I have following two functions that works perfectly fine with ASCII strings and use the re
module:
import re
def findWord(w):
return re.compile(r'\b{0}.*?\b'.format(w), flags=re.IGNORECASE).findall
def replace_keyword(w, c, x):
return re.sub(r"\b({0}\S*)".format(w), r'<mark style="background-color:{0}">\1</mark>'.format(c), x, flags=re.I)

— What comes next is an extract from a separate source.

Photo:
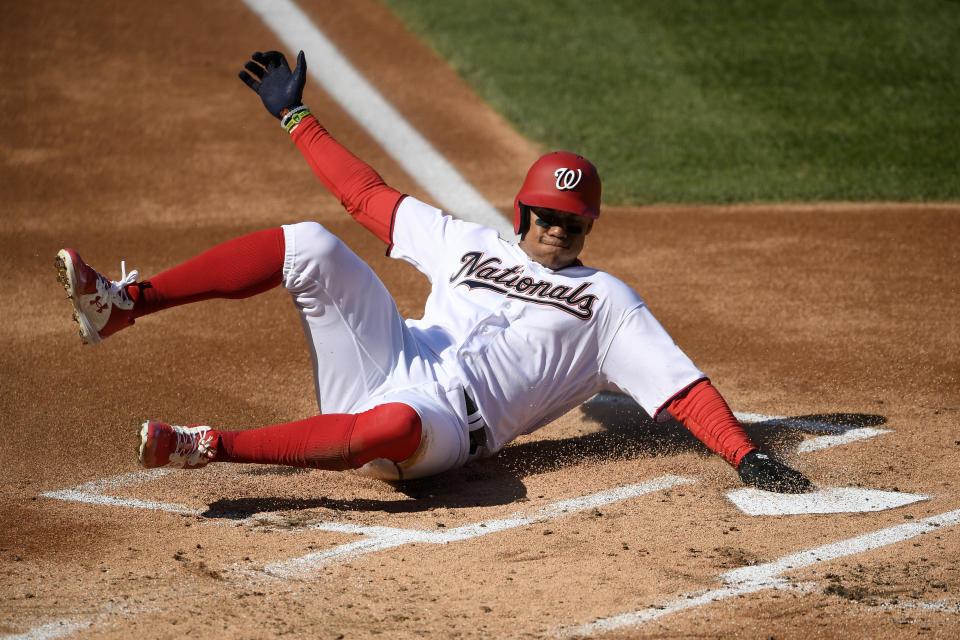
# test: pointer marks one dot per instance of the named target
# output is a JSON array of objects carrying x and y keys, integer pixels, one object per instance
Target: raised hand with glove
[{"x": 280, "y": 89}]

However, they fail on using the utf-8
encoded strings with accented characters. On searching further, I found that the regex
module is better suited for Unicode strings and hence I have been trying to port this to use regex
for the last couple of hours but nothing seem to be working. This is what I have as of now:
import regex
def findWord(w):
return regex.compile(r'\b{0}.*?\b'.format(w), flags=regex.IGNORECASE|regex.UNICODE).findall
def replace_keyword(w, c, x):
return regex.sub(r"\b({0}\S*)".format(w), r'<mark style="background-color:{0}">\1</mark>'.format(c), x, flags=regex.IGNORECASE|regex.UNICODE)

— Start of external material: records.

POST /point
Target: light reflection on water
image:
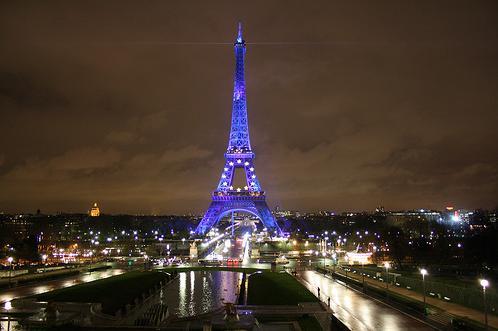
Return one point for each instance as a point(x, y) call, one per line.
point(206, 292)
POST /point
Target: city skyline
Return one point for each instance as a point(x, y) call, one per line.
point(347, 111)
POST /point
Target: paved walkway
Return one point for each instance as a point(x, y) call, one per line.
point(450, 307)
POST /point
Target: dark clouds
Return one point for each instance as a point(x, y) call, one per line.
point(350, 105)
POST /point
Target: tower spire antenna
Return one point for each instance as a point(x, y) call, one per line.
point(239, 34)
point(239, 156)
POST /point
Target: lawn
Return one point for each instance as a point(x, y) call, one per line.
point(113, 292)
point(270, 288)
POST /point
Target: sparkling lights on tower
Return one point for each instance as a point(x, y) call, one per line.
point(227, 198)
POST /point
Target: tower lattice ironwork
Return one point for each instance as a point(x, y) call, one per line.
point(227, 198)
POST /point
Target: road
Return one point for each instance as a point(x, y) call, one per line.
point(358, 311)
point(41, 287)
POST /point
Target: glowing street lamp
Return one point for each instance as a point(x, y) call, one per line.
point(484, 283)
point(387, 266)
point(424, 272)
point(10, 259)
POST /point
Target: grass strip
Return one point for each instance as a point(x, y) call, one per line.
point(271, 288)
point(113, 292)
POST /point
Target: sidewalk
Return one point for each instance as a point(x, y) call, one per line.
point(452, 308)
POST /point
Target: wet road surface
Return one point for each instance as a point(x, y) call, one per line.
point(358, 311)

However, on using an accented (not normalized) utf-8
encoded string, I keep getting an ordinal not in range
error.
EDIT: The suggested possible duplicate question: Regular expression to match non-English characters? doesn't solve my problem. I want to use the python re
/regex
module. Secondly, I want to get the find
and replace
functions working using python.
EDIT: I am using python 2
EDIT: If you feel you can help me get these two functions working using Python 3 please let me know. I hope I will be able to invoke python 3 for using just these 2 functions through my python 2 script.